The inverse of an upper triangular matrix is upper triangular, and the inverse of a lower triangular matrix is lower triangular. The computation can be done by back-substitution without forming the full augmented matrix.

If

A

is symmetric and invertible, then

A^{-1}

is also symmetric:

(A^{-1})^T = (A^T)^{-1} = A^{-1}

.

A block diagonal matrix

\text{diag}(A_1, \dots, A_k)

is invertible if and only if each block is invertible, and the inverse is

\text{diag}(A_1^{-1}, \dots, A_k^{-1})

— each block is inverted independently.

Common Errors

Several incorrect analogies from scalar arithmetic cause persistent mistakes when working with matrix inverses.

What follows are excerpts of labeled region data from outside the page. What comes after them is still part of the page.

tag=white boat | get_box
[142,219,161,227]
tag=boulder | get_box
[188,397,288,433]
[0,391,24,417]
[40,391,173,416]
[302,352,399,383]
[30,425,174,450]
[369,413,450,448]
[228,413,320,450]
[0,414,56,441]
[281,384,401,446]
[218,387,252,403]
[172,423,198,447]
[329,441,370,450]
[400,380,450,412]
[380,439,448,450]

The inverse does not distribute over addition. The expression

(A + B)^{-1}

is not equal to

A^{-1} + B^{-1}

, and there is no simple formula relating the two. If

A = B = I

, then

(A + B)^{-1} = (2I)^{-1} = \frac{1}{2}I

, while

A^{-1} + B^{-1} = I + I = 2I

— these are clearly different.

The inverse of a product reverses order. Writing

(AB)^{-1} = A^{-1}B^{-1}

is wrong; the correct identity is

(AB)^{-1} = B^{-1}A^{-1}

. The reversal is a consequence of non-commutativity: to undo the operation "first apply

B

, then apply

A

," you must first undo

A

, then undo

B

.

Not every matrix is invertible. Assuming an inverse exists without checking the determinant or rank leads to division-by-zero errors in the

2 \times 2

formula and to contradictions in row reduction.

The inverse is not the entry-by-entry reciprocal. The matrix

A^{-1}

is not obtained by replacing each

a_{ij}

with

1/a_{ij}

. The inverse is a global operation that depends on all entries simultaneously.

When Not to Compute the Inverse

The formula

\mathbf{x} = A^{-1}\mathbf{b}

is clean on paper but misleading as a computational strategy. In almost every practical setting, solving

Ax = \mathbf{b}

by row reduction or LU decomposition is faster and more numerically stable than computing

A^{-1}

first and then multiplying.

Row reduction requires roughly

\frac{2}{3}n^3

operations to factor a system. Computing the full inverse requires roughly

2n^3

operations — three times the cost — and introduces additional rounding error in floating-point arithmetic. When multiple systems with the same

A

need to be solved, the LU factorization should be computed once and reused, not replaced by an explicit inverse.

The inverse is the right object when

A^{-1}

itself — the entire matrix, not just its action on a specific

\mathbf{b}

— is what matters. This happens in theoretical derivations, in symbolic formulas where the dependence on parameters must be made explicit, in sensitivity analysis, and when working with small matrices by hand. For a

2 \times 2

3 \times 3

matrix, computing the inverse directly is perfectly reasonable. For an

n \times n

matrix with

n

in the hundreds or thousands, it is almost never the right approach.